100. Geburtstag von Erich Honecker Machterhalt statt Weltrevolution

Hinter diesem persönlichen Machtkampf stand ein innerkommunistischer Richtungswechsel von historischer Tragweite. Ulbricht hielt noch in seinem späten Reformeifer an der Utopie der historischen Überlegenheit der sozialistischen Idee fest und Honecker vom ersten bis zum letzten Tag an der Notwendigkeit ihrer defensiven Selbstbehauptung. Seine Vision hieß nicht mehr Weltrevolution, sondern Machterhalt, und dieser Aufgabe widmete er sich bald zwei Jahrzehnte mit erstaunlichem Erfolg.

Eine die Wirtschaftskraft der DDR überbeanspruchende Sozialpolitik in Verbindung mit einer immer weiter ausgreifenden Gesellschaftsüberwachung halfen ihm, eine Aufgabe zu lösen, vor der so kein anderer Staat des sowjetischen Machtbereichs stand: die kommunistische Staatsordnung in der direkten Konkurrenz mit einem in jeder Hinsicht überlegenen Nachbarstaat zu behaupten, von dem sie trotz aller Grenzabriegelung keine sprachliche und keine ethnische Grenze trennte.

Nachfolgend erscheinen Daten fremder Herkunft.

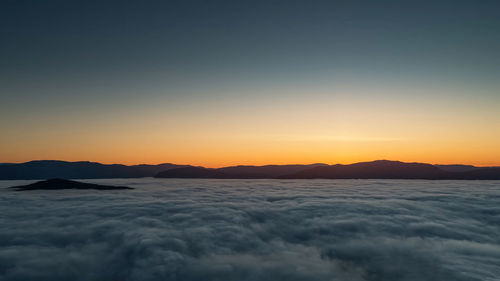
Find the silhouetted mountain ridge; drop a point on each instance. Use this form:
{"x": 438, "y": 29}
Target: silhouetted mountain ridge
{"x": 380, "y": 169}
{"x": 46, "y": 169}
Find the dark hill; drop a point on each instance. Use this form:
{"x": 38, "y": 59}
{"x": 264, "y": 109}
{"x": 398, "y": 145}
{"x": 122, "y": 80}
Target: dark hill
{"x": 457, "y": 168}
{"x": 492, "y": 173}
{"x": 191, "y": 172}
{"x": 46, "y": 169}
{"x": 262, "y": 172}
{"x": 381, "y": 169}
{"x": 236, "y": 172}
{"x": 58, "y": 184}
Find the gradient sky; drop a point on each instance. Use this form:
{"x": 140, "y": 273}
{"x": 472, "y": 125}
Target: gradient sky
{"x": 219, "y": 83}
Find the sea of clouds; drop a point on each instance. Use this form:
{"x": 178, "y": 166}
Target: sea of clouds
{"x": 173, "y": 229}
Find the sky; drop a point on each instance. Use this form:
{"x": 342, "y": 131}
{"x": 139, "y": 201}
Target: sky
{"x": 219, "y": 83}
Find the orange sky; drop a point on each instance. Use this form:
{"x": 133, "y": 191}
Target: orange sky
{"x": 335, "y": 127}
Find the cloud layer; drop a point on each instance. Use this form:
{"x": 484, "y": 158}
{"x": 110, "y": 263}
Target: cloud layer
{"x": 172, "y": 229}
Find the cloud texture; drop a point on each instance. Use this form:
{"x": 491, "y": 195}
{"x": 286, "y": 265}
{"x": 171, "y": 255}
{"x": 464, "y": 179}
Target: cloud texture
{"x": 173, "y": 229}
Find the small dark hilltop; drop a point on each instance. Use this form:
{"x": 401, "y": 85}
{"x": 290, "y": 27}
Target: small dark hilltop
{"x": 47, "y": 169}
{"x": 58, "y": 184}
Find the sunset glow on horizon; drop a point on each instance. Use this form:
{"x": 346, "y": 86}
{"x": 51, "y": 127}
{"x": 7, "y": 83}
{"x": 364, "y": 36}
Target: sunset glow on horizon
{"x": 208, "y": 84}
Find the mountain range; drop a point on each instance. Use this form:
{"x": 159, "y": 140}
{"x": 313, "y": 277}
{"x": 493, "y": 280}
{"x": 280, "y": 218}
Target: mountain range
{"x": 380, "y": 169}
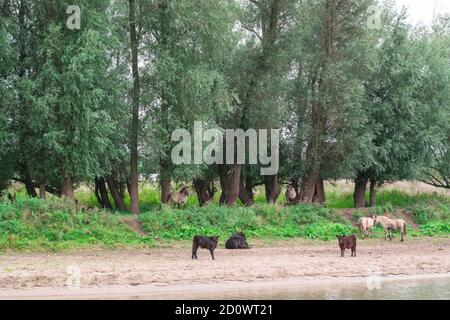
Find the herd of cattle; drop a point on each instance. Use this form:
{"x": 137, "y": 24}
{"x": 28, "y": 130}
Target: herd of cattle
{"x": 365, "y": 224}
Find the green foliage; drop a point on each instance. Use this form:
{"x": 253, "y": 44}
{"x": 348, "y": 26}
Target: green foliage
{"x": 33, "y": 224}
{"x": 261, "y": 221}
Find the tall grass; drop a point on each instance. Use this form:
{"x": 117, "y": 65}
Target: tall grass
{"x": 55, "y": 224}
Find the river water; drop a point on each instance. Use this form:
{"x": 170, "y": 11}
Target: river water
{"x": 429, "y": 289}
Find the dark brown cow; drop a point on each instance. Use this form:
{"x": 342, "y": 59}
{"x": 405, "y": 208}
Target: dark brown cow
{"x": 179, "y": 198}
{"x": 347, "y": 242}
{"x": 209, "y": 243}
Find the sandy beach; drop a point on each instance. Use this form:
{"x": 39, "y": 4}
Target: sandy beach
{"x": 169, "y": 272}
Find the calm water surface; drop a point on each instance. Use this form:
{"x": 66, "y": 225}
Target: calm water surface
{"x": 436, "y": 289}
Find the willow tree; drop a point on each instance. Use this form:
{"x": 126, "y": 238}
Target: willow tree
{"x": 187, "y": 49}
{"x": 256, "y": 77}
{"x": 62, "y": 92}
{"x": 436, "y": 95}
{"x": 407, "y": 99}
{"x": 327, "y": 93}
{"x": 6, "y": 157}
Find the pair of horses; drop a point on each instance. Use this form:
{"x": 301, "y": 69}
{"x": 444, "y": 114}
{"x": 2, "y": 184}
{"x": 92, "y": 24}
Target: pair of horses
{"x": 366, "y": 225}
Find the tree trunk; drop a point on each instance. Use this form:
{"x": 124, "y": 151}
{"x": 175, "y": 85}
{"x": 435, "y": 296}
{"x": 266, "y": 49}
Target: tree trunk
{"x": 229, "y": 181}
{"x": 29, "y": 186}
{"x": 273, "y": 189}
{"x": 359, "y": 196}
{"x": 97, "y": 194}
{"x": 373, "y": 192}
{"x": 134, "y": 183}
{"x": 244, "y": 195}
{"x": 203, "y": 191}
{"x": 67, "y": 188}
{"x": 113, "y": 187}
{"x": 165, "y": 191}
{"x": 104, "y": 193}
{"x": 313, "y": 190}
{"x": 42, "y": 189}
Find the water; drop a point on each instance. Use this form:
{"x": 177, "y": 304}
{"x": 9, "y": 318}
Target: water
{"x": 430, "y": 289}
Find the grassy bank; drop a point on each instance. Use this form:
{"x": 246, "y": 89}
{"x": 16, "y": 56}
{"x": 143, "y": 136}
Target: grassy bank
{"x": 32, "y": 224}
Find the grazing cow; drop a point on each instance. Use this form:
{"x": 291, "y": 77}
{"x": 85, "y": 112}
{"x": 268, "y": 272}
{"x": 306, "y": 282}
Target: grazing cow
{"x": 347, "y": 242}
{"x": 389, "y": 225}
{"x": 209, "y": 243}
{"x": 179, "y": 198}
{"x": 12, "y": 198}
{"x": 237, "y": 241}
{"x": 366, "y": 225}
{"x": 291, "y": 195}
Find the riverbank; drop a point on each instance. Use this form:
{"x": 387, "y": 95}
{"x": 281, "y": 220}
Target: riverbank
{"x": 169, "y": 272}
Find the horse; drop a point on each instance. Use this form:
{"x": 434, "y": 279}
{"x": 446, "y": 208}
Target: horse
{"x": 291, "y": 195}
{"x": 12, "y": 198}
{"x": 179, "y": 198}
{"x": 389, "y": 225}
{"x": 366, "y": 225}
{"x": 347, "y": 242}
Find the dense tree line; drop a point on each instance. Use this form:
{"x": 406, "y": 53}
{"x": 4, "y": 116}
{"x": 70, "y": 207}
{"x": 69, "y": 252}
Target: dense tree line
{"x": 357, "y": 96}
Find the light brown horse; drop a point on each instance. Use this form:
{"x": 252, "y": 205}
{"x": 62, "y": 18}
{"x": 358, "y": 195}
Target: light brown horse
{"x": 291, "y": 195}
{"x": 366, "y": 225}
{"x": 389, "y": 225}
{"x": 179, "y": 198}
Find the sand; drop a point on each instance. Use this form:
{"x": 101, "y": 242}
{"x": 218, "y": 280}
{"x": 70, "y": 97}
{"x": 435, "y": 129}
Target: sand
{"x": 168, "y": 272}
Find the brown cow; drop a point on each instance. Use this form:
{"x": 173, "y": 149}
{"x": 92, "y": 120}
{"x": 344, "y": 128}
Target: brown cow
{"x": 291, "y": 195}
{"x": 347, "y": 242}
{"x": 179, "y": 198}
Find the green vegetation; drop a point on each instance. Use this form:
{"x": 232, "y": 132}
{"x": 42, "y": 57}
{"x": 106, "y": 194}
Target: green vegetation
{"x": 34, "y": 224}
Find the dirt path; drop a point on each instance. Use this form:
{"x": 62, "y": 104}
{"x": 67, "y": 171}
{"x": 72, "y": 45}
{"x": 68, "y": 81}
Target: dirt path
{"x": 131, "y": 270}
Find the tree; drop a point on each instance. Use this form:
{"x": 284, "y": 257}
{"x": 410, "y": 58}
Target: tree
{"x": 134, "y": 39}
{"x": 332, "y": 58}
{"x": 404, "y": 102}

Gelähmte Faust des Regimes

Honecker kam dabei eine Eigenschaft zustatten, die sich aus seiner politischen Sozialisation in der Jugendbewegung der zwanziger und dreißiger Jahre an der Saar erklärt, nämlich die Amalgamierung von stalinistischer Parteitreue und unbefangener Bündnisbereitschaft. Gleichviel, ob Preußenerbe oder Lutherehrung - Honeckers Herrschaft integrierte, was Legitimation versprach. Er blieb bis zuletzt moskautreu und scheute dennoch nicht den Kontakt zu dem vom Glauben abgefallenen Ex-Genossen Herbert Wehner und ebenso wenig die Kooperation mit der Inkarnation des Klassenfeindes in Gestalt von Franz Josef Strauß.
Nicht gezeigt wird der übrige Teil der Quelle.